We want to understand how the time taken by Kadane's Algorithm changes as the input array grows.

Specifically, how many steps does it take to find the maximum sum of a continuous subarray?

Analyze the time complexity of the following code snippet.

int maxSubArray(int* nums, int numsSize) {
    int maxSoFar = nums[0];
    int currentMax = nums[0];
    for (int i = 1; i < numsSize; i++) {
        currentMax = (nums[i] > currentMax + nums[i]) ? nums[i] : currentMax + nums[i];
        maxSoFar = (maxSoFar > currentMax) ? maxSoFar : currentMax;
    }
    return maxSoFar;
}
    

This code finds the largest sum of any continuous subarray within the input array.

Identify the loops, recursion, array traversals that repeat.

• Primary operation: A single for-loop that goes through each element once.
• How many times: Exactly once for each element in the array, so n times.

As the array size grows, the number of steps grows directly with it.

Input Size (n)	Approx.

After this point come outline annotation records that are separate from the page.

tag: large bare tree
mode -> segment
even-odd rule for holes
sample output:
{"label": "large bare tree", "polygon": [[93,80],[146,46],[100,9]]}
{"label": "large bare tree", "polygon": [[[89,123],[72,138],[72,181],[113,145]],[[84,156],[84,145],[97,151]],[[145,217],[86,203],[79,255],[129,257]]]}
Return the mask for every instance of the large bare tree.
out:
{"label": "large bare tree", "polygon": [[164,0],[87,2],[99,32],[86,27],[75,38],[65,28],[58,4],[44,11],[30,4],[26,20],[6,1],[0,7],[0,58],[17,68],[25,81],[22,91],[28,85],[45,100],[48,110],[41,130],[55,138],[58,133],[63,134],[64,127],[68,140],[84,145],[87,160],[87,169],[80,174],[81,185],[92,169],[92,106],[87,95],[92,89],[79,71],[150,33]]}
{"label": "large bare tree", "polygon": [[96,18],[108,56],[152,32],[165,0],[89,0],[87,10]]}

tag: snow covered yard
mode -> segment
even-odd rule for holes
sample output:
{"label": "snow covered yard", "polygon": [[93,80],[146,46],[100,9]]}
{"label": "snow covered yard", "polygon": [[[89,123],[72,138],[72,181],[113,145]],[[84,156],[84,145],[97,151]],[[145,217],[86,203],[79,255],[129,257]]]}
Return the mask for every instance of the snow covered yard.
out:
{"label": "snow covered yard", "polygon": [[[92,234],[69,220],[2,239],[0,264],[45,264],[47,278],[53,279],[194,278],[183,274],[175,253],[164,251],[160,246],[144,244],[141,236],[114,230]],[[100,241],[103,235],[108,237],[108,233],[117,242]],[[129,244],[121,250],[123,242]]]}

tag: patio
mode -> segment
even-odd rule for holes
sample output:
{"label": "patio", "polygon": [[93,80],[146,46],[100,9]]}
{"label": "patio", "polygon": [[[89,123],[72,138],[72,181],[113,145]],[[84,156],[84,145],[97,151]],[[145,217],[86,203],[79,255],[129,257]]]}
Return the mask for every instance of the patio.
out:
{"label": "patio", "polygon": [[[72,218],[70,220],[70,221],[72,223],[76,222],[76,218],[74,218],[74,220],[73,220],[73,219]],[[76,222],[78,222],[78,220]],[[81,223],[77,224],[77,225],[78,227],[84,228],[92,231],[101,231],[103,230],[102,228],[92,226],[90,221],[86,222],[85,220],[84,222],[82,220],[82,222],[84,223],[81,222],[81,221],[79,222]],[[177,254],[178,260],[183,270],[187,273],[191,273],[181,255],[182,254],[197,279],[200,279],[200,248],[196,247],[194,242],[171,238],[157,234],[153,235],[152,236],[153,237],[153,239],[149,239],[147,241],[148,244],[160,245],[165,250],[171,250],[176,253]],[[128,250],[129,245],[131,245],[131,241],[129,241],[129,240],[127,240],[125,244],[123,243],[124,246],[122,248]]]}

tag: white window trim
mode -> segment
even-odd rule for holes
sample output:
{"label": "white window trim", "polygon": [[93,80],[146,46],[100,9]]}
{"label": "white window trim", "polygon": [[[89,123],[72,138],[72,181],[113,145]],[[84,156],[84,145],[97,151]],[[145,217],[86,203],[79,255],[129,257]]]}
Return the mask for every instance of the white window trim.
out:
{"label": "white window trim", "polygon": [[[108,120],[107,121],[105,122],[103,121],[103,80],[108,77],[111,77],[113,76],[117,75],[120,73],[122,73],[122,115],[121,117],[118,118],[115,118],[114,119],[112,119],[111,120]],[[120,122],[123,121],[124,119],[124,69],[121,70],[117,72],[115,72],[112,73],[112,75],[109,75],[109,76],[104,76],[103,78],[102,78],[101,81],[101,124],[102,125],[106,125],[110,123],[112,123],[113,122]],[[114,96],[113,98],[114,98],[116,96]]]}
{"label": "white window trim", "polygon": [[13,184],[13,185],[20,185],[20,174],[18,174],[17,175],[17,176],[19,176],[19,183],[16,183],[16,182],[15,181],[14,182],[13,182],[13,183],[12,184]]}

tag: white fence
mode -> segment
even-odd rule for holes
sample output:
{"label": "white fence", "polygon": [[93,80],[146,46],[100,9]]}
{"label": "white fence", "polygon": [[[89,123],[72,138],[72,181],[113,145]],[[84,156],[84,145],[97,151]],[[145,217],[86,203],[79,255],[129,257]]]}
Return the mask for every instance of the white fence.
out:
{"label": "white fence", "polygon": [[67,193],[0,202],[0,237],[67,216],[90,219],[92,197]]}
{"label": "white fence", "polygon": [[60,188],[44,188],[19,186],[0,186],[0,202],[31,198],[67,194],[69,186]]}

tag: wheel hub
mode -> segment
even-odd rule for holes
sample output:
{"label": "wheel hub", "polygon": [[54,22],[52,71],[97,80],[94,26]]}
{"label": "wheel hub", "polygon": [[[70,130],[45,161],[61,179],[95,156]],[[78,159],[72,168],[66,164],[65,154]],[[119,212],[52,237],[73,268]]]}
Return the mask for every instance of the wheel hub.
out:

Operations
10	About 10 steps
100	About 100 steps
1000	About 1000 steps

Pattern observation: The steps increase in a straight line as input size increases.

Time Complexity: O(n)

This means the time taken grows directly in proportion to the size of the input array.

[X] Wrong: "Kadane's Algorithm checks all subarrays, so it must be O(n²) or worse."

[OK] Correct: Kadane's cleverly keeps track of sums as it goes, so it only needs one pass through the array, not checking every subarray separately.

Understanding Kadane's Algorithm time complexity shows you can spot efficient solutions that avoid unnecessary work, a key skill in coding interviews.

"What if we changed the algorithm to check every possible subarray sum by nested loops? How would the time complexity change?"